Supporters of direct or concierge care argue that it lets providers offer more individualized attention, and that by contracting directly with patients — not insurers and government programs — direct care providers keep down overhead.
Skeptics, however, suggest that the smaller patient loads direct care providers typically take on reduce healthcare access in a time of physician shortages.
Whatever direct care’s overall effects on medicine, it remains an open question exactly how prevalent the model will become.
“A growing number of physicians have indicated they plan to adopt this model in the next several years,” recruitment firm Merritt Hawkins states in its 2019 Review of Physician and Advanced Practitioner Recruiting Incentives.

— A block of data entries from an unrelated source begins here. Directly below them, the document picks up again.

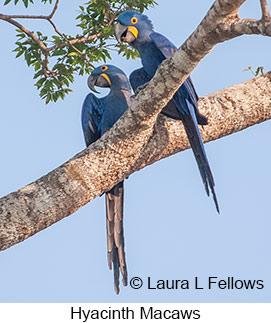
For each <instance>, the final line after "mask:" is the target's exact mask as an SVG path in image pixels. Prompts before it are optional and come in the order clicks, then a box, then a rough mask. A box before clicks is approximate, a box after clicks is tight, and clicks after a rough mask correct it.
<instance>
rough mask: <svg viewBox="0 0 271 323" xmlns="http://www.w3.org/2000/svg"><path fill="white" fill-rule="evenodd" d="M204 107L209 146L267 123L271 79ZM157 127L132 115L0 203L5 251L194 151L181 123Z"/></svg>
mask: <svg viewBox="0 0 271 323" xmlns="http://www.w3.org/2000/svg"><path fill="white" fill-rule="evenodd" d="M156 95H157V94H156ZM151 100H152V99H151V98H149V102H151ZM199 107H200V110H201V112H202V113H203V114H204V115H206V116H207V117H208V119H209V125H208V126H205V127H204V130H203V131H202V137H203V140H204V141H205V142H207V141H210V140H215V139H218V138H220V137H223V136H226V135H229V134H231V133H234V132H237V131H240V130H242V129H245V128H247V127H249V126H251V125H254V124H257V123H260V122H263V121H265V120H268V119H270V118H271V74H270V73H268V74H266V75H264V76H260V77H256V78H254V79H252V80H250V81H247V82H244V83H241V84H239V85H236V86H234V87H231V88H228V89H225V90H221V91H219V92H216V93H214V94H211V95H209V96H208V97H204V98H201V99H200V100H199ZM152 122H153V121H152V120H147V121H146V120H144V119H143V120H142V116H141V112H140V111H138V112H137V113H135V112H133V113H132V112H131V110H129V111H127V113H126V115H125V116H124V117H122V118H121V119H120V120H119V122H118V123H117V124H116V125H115V126H114V127H113V128H112V129H111V130H110V131H108V132H107V133H106V134H105V135H104V136H103V137H102V138H101V139H100V140H98V141H97V142H95V143H94V144H93V145H91V146H90V147H89V148H88V149H85V150H84V151H83V152H81V153H80V154H78V155H76V156H75V157H73V158H72V159H71V160H70V161H68V162H67V163H65V164H63V165H62V166H60V167H59V168H57V169H55V170H54V171H52V172H50V173H49V174H47V175H45V176H44V177H42V178H40V179H39V180H37V181H36V182H34V183H32V184H29V185H27V186H25V187H24V188H22V189H20V190H18V191H16V192H13V193H11V194H9V195H7V196H6V197H3V198H2V199H0V250H4V249H6V248H8V247H10V246H12V245H13V244H16V243H18V242H20V241H22V240H24V239H26V238H28V237H29V236H31V235H33V234H35V233H37V232H39V231H41V230H43V229H45V228H47V227H48V226H50V225H52V224H53V223H55V222H57V221H59V220H61V219H62V218H64V217H66V216H68V215H70V214H72V213H73V212H75V211H76V210H77V209H79V208H80V207H82V206H83V205H85V204H86V203H88V202H89V201H91V200H92V199H94V198H95V197H97V196H100V195H101V194H102V193H103V192H105V191H107V190H108V189H110V188H111V187H112V186H113V185H114V184H116V183H117V182H118V181H120V180H121V179H123V178H125V177H127V176H129V175H131V174H132V173H133V172H135V171H137V170H140V169H142V168H143V167H146V166H147V165H150V164H152V163H154V162H156V161H157V160H160V159H162V158H165V157H167V156H169V155H172V154H174V153H177V152H179V151H182V150H185V149H188V148H190V147H189V142H188V140H187V136H186V134H185V131H184V128H183V125H182V123H181V122H180V121H175V120H173V119H170V118H167V117H165V116H162V115H159V117H158V120H157V123H156V124H155V127H154V129H153V128H152V127H150V126H149V124H151V123H152ZM150 135H152V136H151V137H150Z"/></svg>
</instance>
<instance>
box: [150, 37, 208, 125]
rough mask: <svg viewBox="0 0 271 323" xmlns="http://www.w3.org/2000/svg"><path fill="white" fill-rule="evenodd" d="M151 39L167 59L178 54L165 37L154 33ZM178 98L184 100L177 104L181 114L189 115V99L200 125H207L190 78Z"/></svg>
mask: <svg viewBox="0 0 271 323" xmlns="http://www.w3.org/2000/svg"><path fill="white" fill-rule="evenodd" d="M150 37H151V39H152V40H153V42H154V44H155V45H156V47H157V48H158V49H159V50H160V52H161V53H162V54H163V55H164V57H165V58H169V57H171V56H173V54H174V53H175V52H176V50H177V47H176V46H175V45H174V44H173V43H172V42H171V41H170V40H169V39H167V38H166V37H165V36H163V35H161V34H159V33H156V32H153V33H151V34H150ZM178 92H180V93H179V95H178ZM176 96H177V97H179V99H180V98H182V100H181V101H182V102H179V103H180V104H179V105H178V104H177V109H178V108H179V109H178V110H179V112H180V113H182V114H189V108H188V106H187V103H186V101H185V99H187V100H188V101H190V102H191V103H192V105H193V106H194V109H195V114H196V117H197V121H198V123H199V124H201V125H205V124H207V119H206V118H205V117H204V116H203V115H201V114H200V113H199V110H198V103H197V102H198V95H197V93H196V90H195V88H194V85H193V83H192V80H191V78H190V77H188V78H187V79H186V80H185V81H184V83H183V85H182V86H181V87H180V89H179V90H178V91H177V93H176V95H175V99H176Z"/></svg>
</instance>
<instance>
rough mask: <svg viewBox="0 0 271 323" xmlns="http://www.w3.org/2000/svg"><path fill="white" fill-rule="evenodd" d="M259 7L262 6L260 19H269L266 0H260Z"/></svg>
mask: <svg viewBox="0 0 271 323" xmlns="http://www.w3.org/2000/svg"><path fill="white" fill-rule="evenodd" d="M260 2H261V8H262V20H263V21H267V20H270V13H269V8H268V4H267V1H266V0H260Z"/></svg>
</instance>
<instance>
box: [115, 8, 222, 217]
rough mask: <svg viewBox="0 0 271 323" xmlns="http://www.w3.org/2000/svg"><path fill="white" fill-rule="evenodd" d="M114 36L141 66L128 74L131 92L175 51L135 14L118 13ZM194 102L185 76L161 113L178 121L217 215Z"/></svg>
mask: <svg viewBox="0 0 271 323" xmlns="http://www.w3.org/2000/svg"><path fill="white" fill-rule="evenodd" d="M115 35H116V38H117V40H118V41H119V42H123V41H124V42H127V43H129V44H130V45H131V46H132V47H133V48H135V49H137V50H138V52H139V54H140V56H141V61H142V65H143V67H142V68H140V69H137V70H135V71H133V72H132V73H131V75H130V83H131V85H132V88H133V90H134V91H136V89H138V88H139V89H140V87H142V86H143V85H144V84H145V83H147V82H148V81H150V79H151V78H152V77H153V76H154V74H155V72H156V70H157V68H158V66H159V65H160V64H161V62H162V61H163V60H164V59H166V58H169V57H171V56H172V55H173V54H174V53H175V51H176V50H177V48H176V47H175V46H174V44H172V42H171V41H170V40H168V39H167V38H166V37H165V36H163V35H161V34H159V33H157V32H155V31H154V30H153V25H152V23H151V21H150V20H149V18H148V17H147V16H146V15H142V14H140V13H138V12H136V11H126V12H123V13H122V14H120V16H119V17H118V19H117V22H116V24H115ZM197 101H198V96H197V93H196V91H195V88H194V86H193V83H192V81H191V78H190V77H188V78H187V79H186V80H185V82H184V83H183V85H181V86H180V88H179V89H178V90H177V92H176V93H175V95H174V97H173V98H172V100H171V101H170V102H169V103H168V104H167V106H166V107H165V108H164V109H163V110H162V113H163V114H165V115H166V116H168V117H171V118H173V119H180V120H182V122H183V124H184V128H185V131H186V133H187V136H188V139H189V142H190V145H191V148H192V150H193V153H194V155H195V158H196V161H197V164H198V167H199V171H200V175H201V177H202V180H203V183H204V186H205V189H206V192H207V194H208V196H209V188H210V189H211V192H212V194H213V199H214V202H215V206H216V210H217V212H218V213H219V206H218V201H217V198H216V194H215V189H214V186H215V182H214V178H213V175H212V172H211V169H210V166H209V162H208V159H207V155H206V152H205V149H204V146H203V142H202V138H201V134H200V131H199V128H198V124H200V125H206V124H207V119H206V118H205V117H204V116H203V115H201V114H200V113H199V110H198V104H197Z"/></svg>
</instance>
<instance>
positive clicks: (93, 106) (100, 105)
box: [81, 93, 104, 146]
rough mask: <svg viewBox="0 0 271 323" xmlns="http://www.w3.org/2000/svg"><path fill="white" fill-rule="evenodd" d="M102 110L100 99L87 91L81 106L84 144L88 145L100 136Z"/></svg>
mask: <svg viewBox="0 0 271 323" xmlns="http://www.w3.org/2000/svg"><path fill="white" fill-rule="evenodd" d="M103 111H104V107H103V104H102V102H101V100H100V99H98V98H96V96H95V95H94V94H92V93H89V94H88V95H87V96H86V98H85V101H84V103H83V107H82V114H81V122H82V128H83V133H84V138H85V142H86V145H87V146H89V145H90V144H92V143H93V142H94V141H96V140H97V139H99V138H100V137H101V130H100V124H101V119H102V114H103Z"/></svg>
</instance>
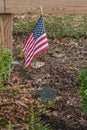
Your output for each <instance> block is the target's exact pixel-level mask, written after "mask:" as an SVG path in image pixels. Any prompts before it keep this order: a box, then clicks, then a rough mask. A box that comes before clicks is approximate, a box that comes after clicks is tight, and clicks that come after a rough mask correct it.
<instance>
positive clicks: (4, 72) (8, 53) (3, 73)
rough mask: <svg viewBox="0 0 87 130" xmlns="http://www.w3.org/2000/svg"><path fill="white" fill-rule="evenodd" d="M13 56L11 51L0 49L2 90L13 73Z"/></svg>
mask: <svg viewBox="0 0 87 130" xmlns="http://www.w3.org/2000/svg"><path fill="white" fill-rule="evenodd" d="M11 64H12V56H11V53H10V52H9V51H7V50H6V49H4V48H3V47H0V88H1V87H3V82H4V81H5V80H6V79H7V78H8V76H9V75H10V72H11Z"/></svg>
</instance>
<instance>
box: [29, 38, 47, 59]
mask: <svg viewBox="0 0 87 130" xmlns="http://www.w3.org/2000/svg"><path fill="white" fill-rule="evenodd" d="M46 41H47V38H45V39H43V41H41V42H40V43H41V44H42V45H43V44H44V42H46ZM35 43H36V42H35ZM40 43H38V44H39V45H41V44H40ZM38 44H36V46H34V45H33V47H32V48H31V50H29V52H28V53H27V60H28V58H29V57H30V56H31V55H32V53H33V52H34V51H35V49H36V48H37V47H39V45H38Z"/></svg>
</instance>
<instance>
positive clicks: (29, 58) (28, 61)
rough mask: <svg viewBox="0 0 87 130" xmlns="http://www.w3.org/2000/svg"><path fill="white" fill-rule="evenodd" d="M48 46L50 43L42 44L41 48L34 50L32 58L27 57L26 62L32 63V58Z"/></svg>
mask: <svg viewBox="0 0 87 130" xmlns="http://www.w3.org/2000/svg"><path fill="white" fill-rule="evenodd" d="M46 47H48V43H46V44H45V45H43V46H41V47H40V48H39V49H37V50H36V51H33V53H32V57H31V58H30V56H29V57H28V58H27V59H26V63H27V62H28V63H29V64H30V61H31V59H32V58H33V57H34V56H35V55H36V54H37V53H38V52H39V51H41V50H43V49H44V48H46Z"/></svg>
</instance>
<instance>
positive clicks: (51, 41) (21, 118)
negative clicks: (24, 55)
mask: <svg viewBox="0 0 87 130" xmlns="http://www.w3.org/2000/svg"><path fill="white" fill-rule="evenodd" d="M20 41H21V38H20V37H19V36H16V38H15V40H14V45H13V46H14V50H13V52H14V59H15V60H18V61H19V65H14V67H13V70H12V74H11V76H10V79H9V80H8V81H6V82H5V83H4V88H3V90H1V92H0V102H1V104H0V119H7V120H8V122H9V124H12V123H13V124H20V125H21V126H20V128H18V130H19V129H20V130H25V129H26V130H27V129H28V128H27V127H28V125H27V123H26V118H27V115H28V114H29V108H27V106H28V104H30V103H32V102H33V101H34V100H35V101H37V100H38V101H39V100H40V96H38V94H37V93H36V91H35V90H37V89H38V88H39V87H42V86H43V84H44V83H46V82H49V83H50V85H51V87H53V88H55V89H59V90H60V93H59V94H58V95H57V96H56V98H55V105H54V107H52V108H50V110H48V111H47V112H46V113H42V115H41V118H42V120H43V121H45V122H50V124H51V126H52V129H53V130H87V119H86V118H85V116H84V114H83V111H82V107H81V103H82V99H81V96H80V85H79V84H78V83H77V77H78V75H79V72H80V70H81V69H83V68H84V67H85V66H86V62H87V39H80V40H79V41H78V40H75V39H71V38H62V39H49V49H48V51H47V53H46V58H45V55H44V53H43V54H41V55H40V56H39V57H37V58H36V59H35V60H34V62H37V61H39V62H45V63H46V66H43V67H41V68H38V69H35V68H32V67H31V68H28V69H25V67H24V57H23V53H22V52H21V51H20V49H19V48H22V45H20V44H18V42H19V43H20ZM16 42H17V44H16ZM2 130H3V128H2ZM6 130H7V128H6ZM8 130H9V128H8Z"/></svg>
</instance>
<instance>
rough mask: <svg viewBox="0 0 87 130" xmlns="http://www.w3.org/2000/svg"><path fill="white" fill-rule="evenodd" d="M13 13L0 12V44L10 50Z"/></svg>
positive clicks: (10, 44) (11, 41)
mask: <svg viewBox="0 0 87 130" xmlns="http://www.w3.org/2000/svg"><path fill="white" fill-rule="evenodd" d="M12 16H13V15H12V14H10V13H9V14H4V13H3V14H0V45H2V46H4V47H5V48H7V49H8V50H10V51H11V52H12V30H13V17H12Z"/></svg>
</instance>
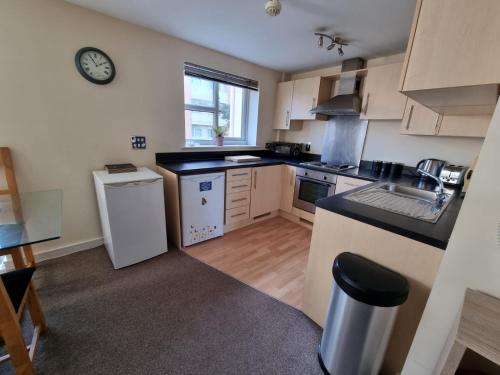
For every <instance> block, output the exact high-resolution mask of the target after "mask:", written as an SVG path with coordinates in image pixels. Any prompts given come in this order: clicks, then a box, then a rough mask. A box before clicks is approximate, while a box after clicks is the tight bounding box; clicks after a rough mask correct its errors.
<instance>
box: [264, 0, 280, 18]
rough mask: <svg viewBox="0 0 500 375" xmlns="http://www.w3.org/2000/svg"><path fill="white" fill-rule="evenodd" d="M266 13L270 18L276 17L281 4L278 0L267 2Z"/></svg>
mask: <svg viewBox="0 0 500 375" xmlns="http://www.w3.org/2000/svg"><path fill="white" fill-rule="evenodd" d="M265 9H266V13H267V14H269V15H270V16H272V17H275V16H277V15H278V14H280V12H281V3H280V0H269V1H268V2H267V3H266V7H265Z"/></svg>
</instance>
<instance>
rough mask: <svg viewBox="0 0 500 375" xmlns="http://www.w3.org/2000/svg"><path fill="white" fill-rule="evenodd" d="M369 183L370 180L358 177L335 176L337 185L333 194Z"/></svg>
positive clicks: (359, 186)
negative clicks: (353, 177) (357, 177)
mask: <svg viewBox="0 0 500 375" xmlns="http://www.w3.org/2000/svg"><path fill="white" fill-rule="evenodd" d="M368 184H371V182H370V181H366V180H361V179H359V178H351V177H345V176H338V177H337V185H336V186H335V194H340V193H343V192H344V191H349V190H352V189H356V188H358V187H361V186H365V185H368Z"/></svg>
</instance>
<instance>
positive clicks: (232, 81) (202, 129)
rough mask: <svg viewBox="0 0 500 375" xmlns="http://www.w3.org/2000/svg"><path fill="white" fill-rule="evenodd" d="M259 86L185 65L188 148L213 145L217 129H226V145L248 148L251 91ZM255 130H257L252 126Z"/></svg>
mask: <svg viewBox="0 0 500 375" xmlns="http://www.w3.org/2000/svg"><path fill="white" fill-rule="evenodd" d="M256 87H257V82H255V81H251V80H247V79H244V78H241V77H236V76H232V75H229V74H226V73H222V72H219V71H214V70H211V69H208V68H203V67H200V66H197V65H193V64H186V65H185V74H184V114H185V137H186V145H188V146H196V145H206V144H212V142H213V135H214V134H213V130H212V128H213V127H214V126H222V127H224V128H226V132H225V133H224V137H225V140H224V143H225V144H232V145H238V144H249V118H250V117H256V116H250V115H249V114H250V110H251V108H250V101H251V100H250V99H251V91H255V90H256ZM251 128H252V129H253V128H255V130H256V127H255V126H252V127H251Z"/></svg>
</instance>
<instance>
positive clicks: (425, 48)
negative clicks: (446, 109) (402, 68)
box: [403, 0, 500, 91]
mask: <svg viewBox="0 0 500 375" xmlns="http://www.w3.org/2000/svg"><path fill="white" fill-rule="evenodd" d="M418 5H420V7H419V6H418ZM415 19H416V20H417V21H416V22H417V23H416V27H415V28H414V30H413V31H412V35H413V38H411V39H410V41H409V43H408V51H407V61H408V65H407V69H406V75H405V77H404V83H403V91H412V90H426V89H433V88H446V87H464V86H475V85H487V84H496V83H498V82H500V65H499V64H498V59H499V58H500V43H498V35H500V1H498V0H476V1H471V0H439V1H436V0H419V1H418V2H417V14H416V16H415Z"/></svg>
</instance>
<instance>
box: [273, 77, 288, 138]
mask: <svg viewBox="0 0 500 375" xmlns="http://www.w3.org/2000/svg"><path fill="white" fill-rule="evenodd" d="M292 95H293V81H289V82H280V83H278V90H277V92H276V109H275V111H274V125H273V128H274V129H279V130H287V129H290V114H291V111H292Z"/></svg>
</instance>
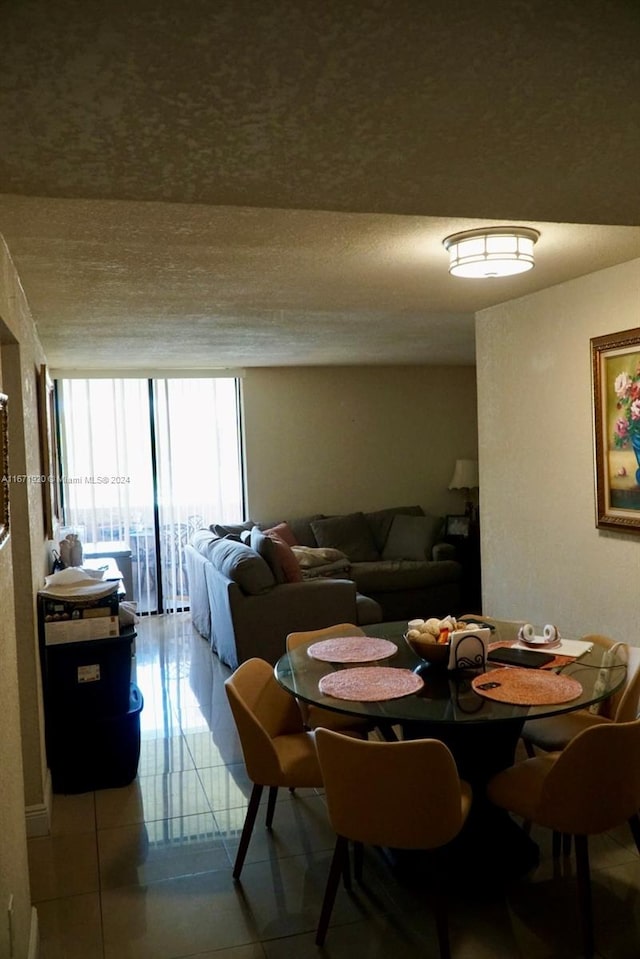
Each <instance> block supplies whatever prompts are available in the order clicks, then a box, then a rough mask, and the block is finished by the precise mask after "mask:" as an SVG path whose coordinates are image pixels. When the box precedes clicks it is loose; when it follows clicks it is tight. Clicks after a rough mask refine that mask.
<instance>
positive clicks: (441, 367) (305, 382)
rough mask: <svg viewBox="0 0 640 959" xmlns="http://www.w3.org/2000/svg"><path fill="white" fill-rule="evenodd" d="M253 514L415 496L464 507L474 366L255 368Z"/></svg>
mask: <svg viewBox="0 0 640 959" xmlns="http://www.w3.org/2000/svg"><path fill="white" fill-rule="evenodd" d="M243 400H244V416H245V421H244V431H245V446H246V460H247V464H246V468H247V510H248V515H249V516H250V517H251V518H252V519H258V520H259V519H261V518H265V519H266V518H268V519H275V518H276V517H282V518H285V517H295V516H300V515H304V514H306V513H311V512H321V513H343V512H344V513H346V512H351V511H353V510H374V509H378V508H383V507H386V506H399V505H408V504H414V503H417V504H419V505H421V506H423V507H424V509H425V510H426V511H428V512H433V513H436V514H445V513H452V512H453V513H458V512H462V510H463V505H464V500H463V497H462V495H461V494H460V493H457V492H449V490H448V485H449V480H450V479H451V475H452V472H453V467H454V463H455V460H456V458H460V457H463V458H474V459H475V458H476V457H477V410H476V380H475V369H474V368H473V367H462V368H460V367H456V368H453V367H451V368H442V367H411V368H406V367H402V368H400V367H381V368H377V367H373V368H372V367H344V368H321V369H319V368H316V367H313V368H304V369H300V368H297V369H285V368H278V369H252V370H247V372H246V376H245V378H244V380H243Z"/></svg>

However, the level of interest has not been on a steady upward track. Surveys by The Physicians Foundation/Merritt Hawkins found physician intentions to practice direct or concierge care in the ensuing three years have varied considerably the past nine years:
- 2012: 6.8%
- 2014: 6.2%
- 2016: 8.8%
- 2018: 4.5%
“While most of the solo physician practice searches Merritt Hawkins conducted in the 2019 Review period were for direct pay/concierge settings, this model has not yet become more than a niche,” according to Merritt Hawkins. “Physicians may be less sanguine about moving to concierge/direct pay than they once were.”